Literature DB >> 20547690

Phaeochromocytoma: diagnostic challenges for biochemical screening and diagnosis.

Jeffrey Barron1.   

Abstract

The aim of this article is to provide knowledge of the origin of catecholamines and metabolites so that there can be an informed approach to the methods for biochemical screening for a possible phaeochromocytoma; The article includes a review of catecholamine and metadrenaline metabolism, with methods used in biochemical screening. In the adrenal medulla and a phaeochromocytoma, catecholamines continuously leak from chromaffin granules into the cytoplasm and are converted to metadrenalines. For a phaeochromocytoma to become biochemically detectable, metnoradrenaline secretion needs to rise fourfold, whereas noradrenaline secretion needs to rise 15-fold. The prevalence of a sporadic phaeochromocytoma is low; therefore false-positive results exceed true-positive results. Assay sensitivity is high because it is important not to miss a possible phaeochromocytoma. The use of urine or plasma fractionated metadrenalines as the first-line test has been recommended due to improved sensitivity.

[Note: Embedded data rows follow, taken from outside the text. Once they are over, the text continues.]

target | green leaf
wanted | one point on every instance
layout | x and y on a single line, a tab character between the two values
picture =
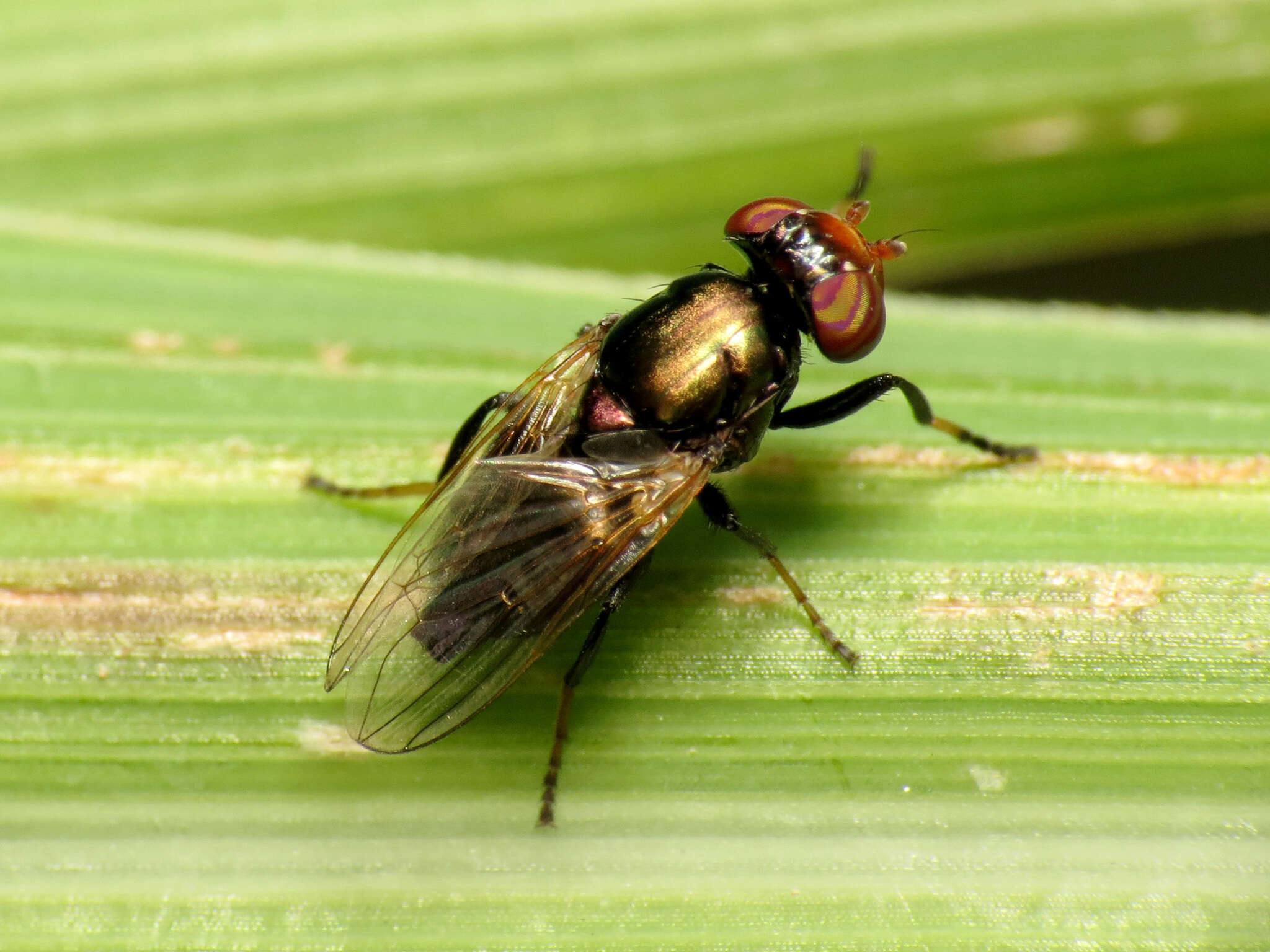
618	134
1057	736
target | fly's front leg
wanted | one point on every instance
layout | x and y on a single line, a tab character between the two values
858	397
463	439
719	512
573	677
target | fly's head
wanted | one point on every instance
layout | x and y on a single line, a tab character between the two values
831	271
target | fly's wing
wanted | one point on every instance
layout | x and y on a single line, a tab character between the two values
536	419
499	565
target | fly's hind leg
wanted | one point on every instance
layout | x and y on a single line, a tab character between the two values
719	512
858	397
463	439
573	677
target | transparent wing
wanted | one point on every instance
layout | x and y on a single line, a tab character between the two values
535	420
506	560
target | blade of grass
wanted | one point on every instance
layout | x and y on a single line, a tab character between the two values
618	135
1059	734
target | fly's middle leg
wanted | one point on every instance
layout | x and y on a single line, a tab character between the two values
719	512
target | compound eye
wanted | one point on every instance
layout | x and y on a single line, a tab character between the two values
848	315
752	220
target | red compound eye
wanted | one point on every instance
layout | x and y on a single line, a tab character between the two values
752	220
848	314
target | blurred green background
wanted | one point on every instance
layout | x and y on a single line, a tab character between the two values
1110	150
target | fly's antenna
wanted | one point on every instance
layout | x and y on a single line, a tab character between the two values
864	172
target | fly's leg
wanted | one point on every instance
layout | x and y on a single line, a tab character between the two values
463	439
573	677
719	512
858	397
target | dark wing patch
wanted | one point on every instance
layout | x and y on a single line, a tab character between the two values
510	558
535	420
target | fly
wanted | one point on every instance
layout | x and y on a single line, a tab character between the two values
554	495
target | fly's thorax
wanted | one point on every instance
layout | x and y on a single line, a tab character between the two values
693	357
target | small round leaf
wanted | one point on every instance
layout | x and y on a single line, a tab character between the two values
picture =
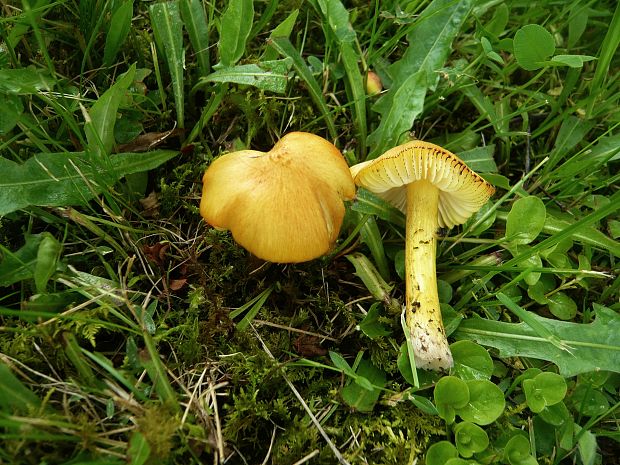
486	402
533	45
440	452
470	439
525	220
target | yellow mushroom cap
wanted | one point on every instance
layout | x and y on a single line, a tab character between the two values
462	192
285	205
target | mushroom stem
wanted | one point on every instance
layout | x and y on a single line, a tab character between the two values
422	311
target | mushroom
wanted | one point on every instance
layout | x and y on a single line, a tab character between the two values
434	188
285	205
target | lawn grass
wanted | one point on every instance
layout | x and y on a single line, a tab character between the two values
133	332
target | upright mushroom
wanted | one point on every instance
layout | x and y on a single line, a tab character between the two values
285	205
434	188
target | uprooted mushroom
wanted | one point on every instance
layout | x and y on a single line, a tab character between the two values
434	188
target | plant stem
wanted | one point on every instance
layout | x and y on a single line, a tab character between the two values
423	314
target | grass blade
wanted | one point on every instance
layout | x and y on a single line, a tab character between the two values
168	30
286	49
197	26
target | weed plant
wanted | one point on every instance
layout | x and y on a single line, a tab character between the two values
132	332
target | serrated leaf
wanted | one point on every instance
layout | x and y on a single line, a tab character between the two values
60	179
594	346
269	75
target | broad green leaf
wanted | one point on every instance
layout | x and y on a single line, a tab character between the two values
235	27
525	220
196	24
440	452
19	265
593	346
47	260
100	129
486	402
168	31
120	24
359	397
60	179
14	396
471	361
480	159
338	19
470	439
533	45
430	43
269	75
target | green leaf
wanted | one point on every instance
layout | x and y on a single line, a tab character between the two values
440	452
235	28
525	220
60	179
285	48
368	203
533	45
197	26
543	390
562	306
100	129
517	451
269	75
430	44
283	29
168	30
359	397
587	446
486	402
470	439
48	254
371	326
139	449
451	394
471	361
594	346
480	159
574	61
120	24
14	396
12	109
18	266
24	81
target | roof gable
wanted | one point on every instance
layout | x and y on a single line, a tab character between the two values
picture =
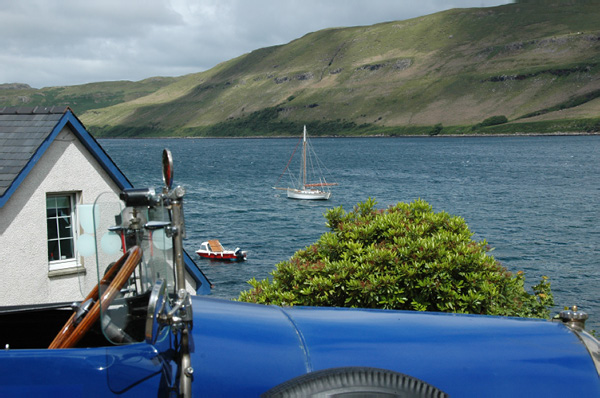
25	135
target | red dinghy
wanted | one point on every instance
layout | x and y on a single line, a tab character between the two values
214	251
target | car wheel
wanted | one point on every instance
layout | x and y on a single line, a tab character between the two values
354	382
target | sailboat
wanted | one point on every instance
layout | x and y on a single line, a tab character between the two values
310	183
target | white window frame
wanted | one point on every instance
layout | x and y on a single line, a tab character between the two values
63	264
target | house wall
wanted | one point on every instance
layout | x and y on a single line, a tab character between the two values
66	166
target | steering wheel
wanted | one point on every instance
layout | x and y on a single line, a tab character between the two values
73	331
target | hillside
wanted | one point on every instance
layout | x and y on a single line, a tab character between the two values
537	63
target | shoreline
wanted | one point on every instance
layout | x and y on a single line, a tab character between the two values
258	137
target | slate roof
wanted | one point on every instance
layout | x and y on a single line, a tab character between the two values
22	132
26	133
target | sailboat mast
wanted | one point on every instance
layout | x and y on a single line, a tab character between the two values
304	158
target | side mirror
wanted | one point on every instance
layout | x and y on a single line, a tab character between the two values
167	169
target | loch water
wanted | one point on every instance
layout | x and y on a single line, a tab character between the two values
534	199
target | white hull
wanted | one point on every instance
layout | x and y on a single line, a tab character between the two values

A negative result excludes a phaeochromocytoma. Only after a sporadic phaeochromocytoma has been diagnosed biochemically is it cost effective to request imaging. Sensitivities and specificities of the assays differ according to pre-test probabilities of the presence of a phaeochromocytoma, with hereditary and incidentalomas having a higher pre-test probability than sporadic phaeochromocytoma. In conclusion, in screening for a possible phaeochromocytoma, biochemical investigations should be completed first to exclude or establish the diagnosis. The preferred biochemical screening test is fractionated metadrenalines, including methoxytyramine so as not to miss dopamine-secreting tumours.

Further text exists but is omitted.